Driver assistance functions get boost from better mapping
Here’s new Electronic Horizon product allows cars to ‘see’ further down the road than on-vehicle cameras, making the drive smoother and safer
Adaptive cruise control and other semi-autonomous driving assistance functions will soon benefit from new mapping technology that enables them to ‘see’ further down the road than on-vehicle cameras and sensors would otherwise allow.
At the CES show in Las Vegas, digital mapping company Here has announced that its Electronic Horizon product will come to market in early 2017. The vehicle model concerned hasn’t been revealed, but given that 15% of Here is owned by Daimler, Audi and BMW – a shareholding that’s soon to be sold to Intel – we can expect the car to come from one of Germany’s big three premium brands.
At the heart of Electronic Horizon is accurate mapping and traffic information, updated constantly by cars equipped with the system sending data back to the Cloud.
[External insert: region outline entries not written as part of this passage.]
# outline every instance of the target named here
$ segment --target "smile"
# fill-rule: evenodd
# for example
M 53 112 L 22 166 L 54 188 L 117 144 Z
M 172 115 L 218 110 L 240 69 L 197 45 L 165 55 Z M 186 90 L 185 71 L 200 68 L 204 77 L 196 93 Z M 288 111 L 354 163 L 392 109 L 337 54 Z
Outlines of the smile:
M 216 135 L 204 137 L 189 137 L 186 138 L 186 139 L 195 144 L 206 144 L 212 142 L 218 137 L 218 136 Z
The information is processed and new versions of the map are returned to the vehicles, where it is used by the various driver assistance systems (classed as Level 2 on the automation scale) to make the drive smoother and safer, and save fuel. This could entail braking gently, well ahead of a speed limit reduction, for example, instead of waiting till the camera sees the change of limit sign before slamming on the anchors.
Speaking to Autocar at CES, Ralf Herrtwich, a former Daimler vehicle automation specialist who is now VP of automotive at Here, described Electronic Horizon as the “last step before going to the full, high-definition map for automated driving” – the maps that will be updated in seconds rather than minutes, and which will likely be crucial for fully autonomous (Level 5) cars to operate safely.